Anche essendo un mago, Misha aveva un solo modo per risolvere una faccenda in sospeso, ossia con una bella scazzottata in piena regola, Charlie lo sapeva benissimo.
«Ci conto, vecchio pazzo».
Dopodiché salì al volo le scale che portavano in cucina: doveva trovare Kari e seguire il piano, proprio come avevano deciso. Trovarla non fu difficile, era là nella camera di sicurezza, nell’esatto punto in cui l’avevano lasciata prima; la prese per mano e se la tirò dietro fino al suo ufficio, incurante delle sue proteste, tanto aveva fretta.
Aver ritrovato l’amicizia di Misha, che fino alla discussione sembrava essersi affievolita, e in più aver raggiunto un simile compromesso raggiunto dopo tanti mesi di litigi e incomprensioni gli davano una carica incredibile, insieme alla sicurezza che finalmente tutto sarebbe andato al suo posto.
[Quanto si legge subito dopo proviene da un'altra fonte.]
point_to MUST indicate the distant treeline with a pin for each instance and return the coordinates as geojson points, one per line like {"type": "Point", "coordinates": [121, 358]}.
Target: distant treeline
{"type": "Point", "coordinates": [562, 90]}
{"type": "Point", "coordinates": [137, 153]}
«Mi vuoi dire dove mi stai trascinando o no?», si lamentò Kari quando si fermarono e Charlie chiuse la porta dietro di loro.
«Adesso tira fuori gli artigli e graffiami», le disse senza rispondere.
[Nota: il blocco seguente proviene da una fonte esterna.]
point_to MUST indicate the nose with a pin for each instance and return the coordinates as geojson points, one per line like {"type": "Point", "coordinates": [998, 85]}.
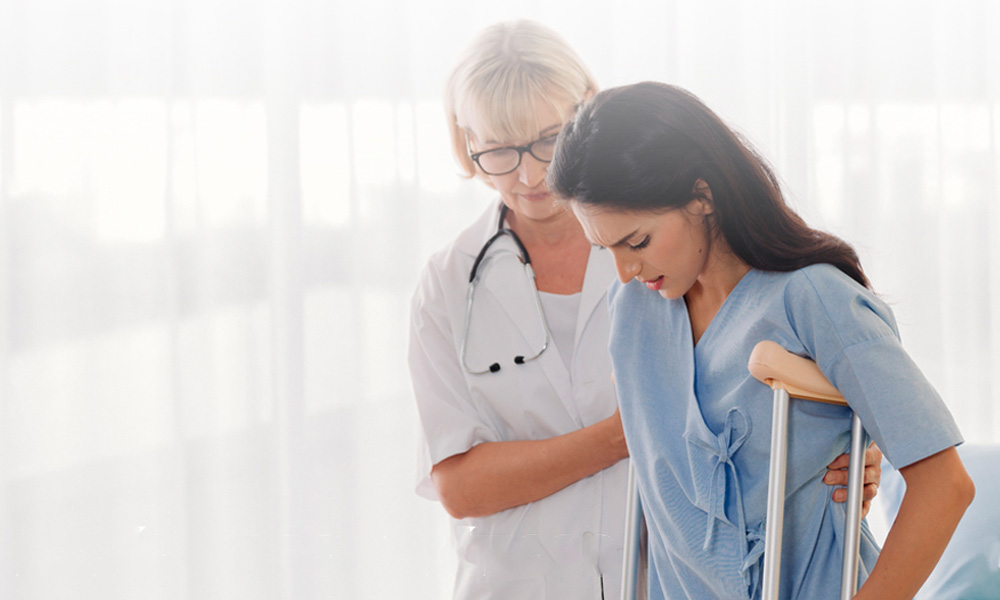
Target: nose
{"type": "Point", "coordinates": [627, 267]}
{"type": "Point", "coordinates": [531, 171]}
«Che cosa? Ma sei impazzito?»
«Questo posto non è più sicuro per te, perciò abbiamo deciso di portarti a casa mia, se non hai nulla in contrario», le spiegò paziente, ma Kari fece segno di no e continuò, «dobbiamo però far sembrare questo trasferimento una fuga, così nessuno saprà dove cercarti in caso ci siano altre spie come Luc… Se vogliamo essere credibili devi ferirmi, altrimenti nessuno abboccherà».
La ragazza sbuffò, indecisa sul da farsi, ma alla fine si fidò di lui per l’ennesima volta: si preparò a colpirlo, ma all’improvviso la porta dell’ufficio si spalancò di colpo.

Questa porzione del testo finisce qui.